Pytorch reproducibility

I meet a problem about reproducibility of pytorch.
I run a network multiple times, but obtain different result each time.
Here is my setting:

torch.manual_seed(seed)
torch.cuda.manual_seed(seed)
np.random.seed(seed)
os.environ['PYTHONHASHSEED'] = str(seed)
torch.backends.cudnn.benchmark = False
torch.backends.cudnn.deterministic = True

I expect that the output of network should be the same every time I run the network, at least for the first few mini-batches.
But this is not the case, here are the experiment results(I choose the same gpu and seed each time, batchsize=1):

For random initialization case, loss of batch 1 is the same each time. It indicates that the initial weights are the same. However, if using Adam, the result becomes different since batch 2.

For resuming from checkpoint case(optimizer is also restored), it produces expected result.

I am confused, I don’t find any random variable in Adam, and I know how to explain the result. Is there anything I didn’t notice when initializing Adam?

Any help is appreciated.

I noticed you did not mention this option setting: torch.use_deterministic_algorithms — PyTorch 1.10.0 documentation

Thank you for your reply.
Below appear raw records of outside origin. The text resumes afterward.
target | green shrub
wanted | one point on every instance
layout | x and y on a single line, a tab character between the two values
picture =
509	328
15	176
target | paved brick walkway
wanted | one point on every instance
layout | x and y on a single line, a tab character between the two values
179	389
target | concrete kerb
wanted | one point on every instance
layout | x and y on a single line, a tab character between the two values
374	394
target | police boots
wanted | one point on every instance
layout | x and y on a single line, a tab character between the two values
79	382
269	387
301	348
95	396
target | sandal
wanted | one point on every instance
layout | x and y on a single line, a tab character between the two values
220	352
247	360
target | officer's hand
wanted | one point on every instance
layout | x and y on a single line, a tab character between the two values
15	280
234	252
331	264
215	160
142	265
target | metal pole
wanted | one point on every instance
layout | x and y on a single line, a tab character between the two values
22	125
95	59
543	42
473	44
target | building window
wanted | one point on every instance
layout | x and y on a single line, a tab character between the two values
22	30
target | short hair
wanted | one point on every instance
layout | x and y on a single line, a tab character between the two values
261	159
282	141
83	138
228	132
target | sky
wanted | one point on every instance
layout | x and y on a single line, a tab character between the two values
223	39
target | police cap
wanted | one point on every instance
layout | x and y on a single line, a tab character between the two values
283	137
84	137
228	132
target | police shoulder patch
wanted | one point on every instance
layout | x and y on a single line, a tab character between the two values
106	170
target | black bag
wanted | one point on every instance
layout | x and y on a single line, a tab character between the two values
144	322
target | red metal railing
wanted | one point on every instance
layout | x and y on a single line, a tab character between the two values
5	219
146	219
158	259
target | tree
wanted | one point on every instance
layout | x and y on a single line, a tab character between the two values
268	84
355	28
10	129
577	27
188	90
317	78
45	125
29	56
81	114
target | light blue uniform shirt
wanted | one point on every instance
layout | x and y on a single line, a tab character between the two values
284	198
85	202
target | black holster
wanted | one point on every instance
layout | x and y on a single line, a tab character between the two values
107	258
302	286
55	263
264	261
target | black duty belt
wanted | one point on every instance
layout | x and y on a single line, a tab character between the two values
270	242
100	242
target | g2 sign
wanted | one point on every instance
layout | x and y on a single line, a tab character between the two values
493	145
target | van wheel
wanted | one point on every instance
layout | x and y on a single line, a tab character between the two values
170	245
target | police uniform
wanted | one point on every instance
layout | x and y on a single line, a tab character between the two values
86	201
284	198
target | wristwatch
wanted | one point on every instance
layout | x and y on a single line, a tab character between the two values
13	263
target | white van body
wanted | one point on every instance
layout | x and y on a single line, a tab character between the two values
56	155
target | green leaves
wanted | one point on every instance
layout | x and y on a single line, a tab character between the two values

However, it is introduced into torch since 1.8.0 and I use 1.2.0.

And I use torch.nn.functional.interpolate() in the network, so it would definitely throw a RuntimeError if I set torch.use_deterministic_algorithms to true.

But I think it is not the reason, because it reproduces the same result when I use SGD or initialize network from a certain checkpoint.

So the errors form the nondeterminism in the PyTorch interpolate function are very small (they’re mostly from numerical precision of different orders of adding floating point numbers). Adam has the somewhat unfortunate property that the first few steps have funny scaling which can amplify random fluctuations. So you might add an Adam warmup phase with a very low learning rate.

Note that in general I would consider your results stable enough to embrace the fact that there is stochastic fluctuation. The rather weak reproducibility that PyTorch can give you is no replacement for stable procedures as other people with different hardware, different OS, different tooling would want to be able to reproduce your results, too.